I've been making these mashed potatoes since we got married.  They are my absolute favorite- and I've tried a lot of mashed potato recipes.  I can't believe I'm just not posting the recipe.  This recipe comes from Ina Garten.  I've never tried one of her recipes that I didn't like.  In fact, she just might be my culinary hero.  

The case:
  • 3 pounds boiling potatoes, peeled
  • Kosher salt 
  • 1 1/2 cups milk 
  • 6 tablespoons unsalted butter 
  • 1/2 cup sour cream 
  • 1/2 teaspoon freshly ground black pepper
  1. Cut the potatoes into 1-inch cubes and place them in a large pot.
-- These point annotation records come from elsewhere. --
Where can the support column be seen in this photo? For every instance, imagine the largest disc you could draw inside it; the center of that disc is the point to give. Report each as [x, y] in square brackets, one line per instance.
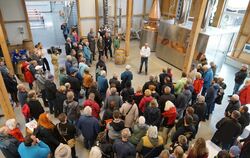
[78, 18]
[196, 27]
[128, 26]
[97, 16]
[5, 51]
[115, 17]
[218, 13]
[27, 19]
[5, 101]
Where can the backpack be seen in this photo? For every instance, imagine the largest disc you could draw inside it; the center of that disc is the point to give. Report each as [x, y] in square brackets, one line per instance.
[26, 110]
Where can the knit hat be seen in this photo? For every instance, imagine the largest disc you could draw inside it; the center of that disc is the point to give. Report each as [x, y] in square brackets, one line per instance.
[50, 77]
[235, 151]
[141, 120]
[63, 151]
[152, 132]
[11, 124]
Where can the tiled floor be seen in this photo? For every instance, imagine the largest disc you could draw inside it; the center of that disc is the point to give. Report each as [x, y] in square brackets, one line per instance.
[52, 36]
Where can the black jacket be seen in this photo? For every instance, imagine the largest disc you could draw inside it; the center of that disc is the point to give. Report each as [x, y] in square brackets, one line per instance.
[50, 89]
[163, 99]
[240, 76]
[35, 108]
[227, 132]
[68, 48]
[152, 116]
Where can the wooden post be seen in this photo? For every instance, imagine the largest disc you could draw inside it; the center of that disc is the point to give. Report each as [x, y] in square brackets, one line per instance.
[115, 17]
[144, 8]
[5, 101]
[97, 16]
[78, 18]
[240, 34]
[218, 13]
[5, 51]
[196, 27]
[128, 26]
[27, 19]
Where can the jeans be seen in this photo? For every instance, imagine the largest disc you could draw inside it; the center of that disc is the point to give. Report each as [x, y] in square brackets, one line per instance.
[144, 60]
[236, 87]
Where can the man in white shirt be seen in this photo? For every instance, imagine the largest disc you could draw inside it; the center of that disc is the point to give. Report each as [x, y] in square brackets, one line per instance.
[145, 53]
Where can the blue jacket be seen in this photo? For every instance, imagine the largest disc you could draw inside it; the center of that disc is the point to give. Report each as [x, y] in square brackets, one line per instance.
[87, 52]
[89, 127]
[208, 77]
[102, 84]
[40, 150]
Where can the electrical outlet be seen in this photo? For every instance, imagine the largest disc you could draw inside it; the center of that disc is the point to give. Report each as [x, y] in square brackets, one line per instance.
[21, 29]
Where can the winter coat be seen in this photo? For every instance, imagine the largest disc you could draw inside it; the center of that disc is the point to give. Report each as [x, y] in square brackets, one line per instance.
[126, 93]
[89, 127]
[115, 128]
[139, 131]
[198, 84]
[48, 136]
[94, 106]
[71, 109]
[163, 99]
[200, 110]
[244, 95]
[9, 146]
[116, 98]
[240, 76]
[208, 77]
[28, 77]
[50, 89]
[35, 108]
[124, 149]
[145, 102]
[169, 117]
[130, 116]
[227, 132]
[126, 76]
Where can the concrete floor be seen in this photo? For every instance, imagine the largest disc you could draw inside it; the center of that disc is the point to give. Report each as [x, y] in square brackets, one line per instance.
[52, 36]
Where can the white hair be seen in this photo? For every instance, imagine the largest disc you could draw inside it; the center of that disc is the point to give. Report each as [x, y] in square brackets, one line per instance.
[11, 123]
[103, 73]
[152, 132]
[141, 120]
[168, 105]
[87, 111]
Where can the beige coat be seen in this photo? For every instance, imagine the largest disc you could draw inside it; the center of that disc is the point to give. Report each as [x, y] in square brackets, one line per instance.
[132, 116]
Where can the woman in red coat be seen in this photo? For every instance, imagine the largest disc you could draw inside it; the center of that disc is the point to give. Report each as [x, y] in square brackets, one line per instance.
[244, 93]
[28, 77]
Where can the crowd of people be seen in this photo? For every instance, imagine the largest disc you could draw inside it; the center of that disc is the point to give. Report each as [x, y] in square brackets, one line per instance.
[157, 119]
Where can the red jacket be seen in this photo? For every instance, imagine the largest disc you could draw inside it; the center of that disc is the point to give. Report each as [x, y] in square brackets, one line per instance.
[198, 84]
[244, 95]
[170, 115]
[94, 106]
[144, 101]
[16, 133]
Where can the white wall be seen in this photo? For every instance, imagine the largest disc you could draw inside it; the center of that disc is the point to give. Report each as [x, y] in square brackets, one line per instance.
[87, 9]
[12, 10]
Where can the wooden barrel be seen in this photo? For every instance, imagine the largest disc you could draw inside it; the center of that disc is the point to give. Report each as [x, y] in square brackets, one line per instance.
[120, 57]
[28, 44]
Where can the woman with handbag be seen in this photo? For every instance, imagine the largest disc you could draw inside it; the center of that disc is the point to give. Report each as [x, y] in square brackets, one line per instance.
[67, 132]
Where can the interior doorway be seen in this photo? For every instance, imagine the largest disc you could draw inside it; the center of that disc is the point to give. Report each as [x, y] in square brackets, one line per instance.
[46, 18]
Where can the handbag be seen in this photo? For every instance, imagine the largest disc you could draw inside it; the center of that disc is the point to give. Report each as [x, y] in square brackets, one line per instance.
[71, 143]
[124, 116]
Cover the potatoes with cold water and add enough salt so the water tastes quite salty. Bring to a boil, then lower the heat and simmer, uncovered, for about 10 to 12 minutes, until the potatoes fall apart easily when pierced with a fork.
  2. Meanwhile, heat the milk and butter in a small saucepan, making sure it doesn't boil. Set aside until the potatoes are done. 
  3. As soon as the potatoes are tender, drain them in a colander. Place a food mill fitted with a small disc/blade over a glass bowl. Process the potatoes through the food mill, turning the handle back and forth to force the potatoes through the disc. 
  4. As soon as the potatoes are mashed, slowly whisk in enough of the hot milk/butter mixture to make the potatoes very creamy. Add 1/2 teaspoon of salt, the sour cream and pepper and whisk to combine. Taste for seasoning and serve hot.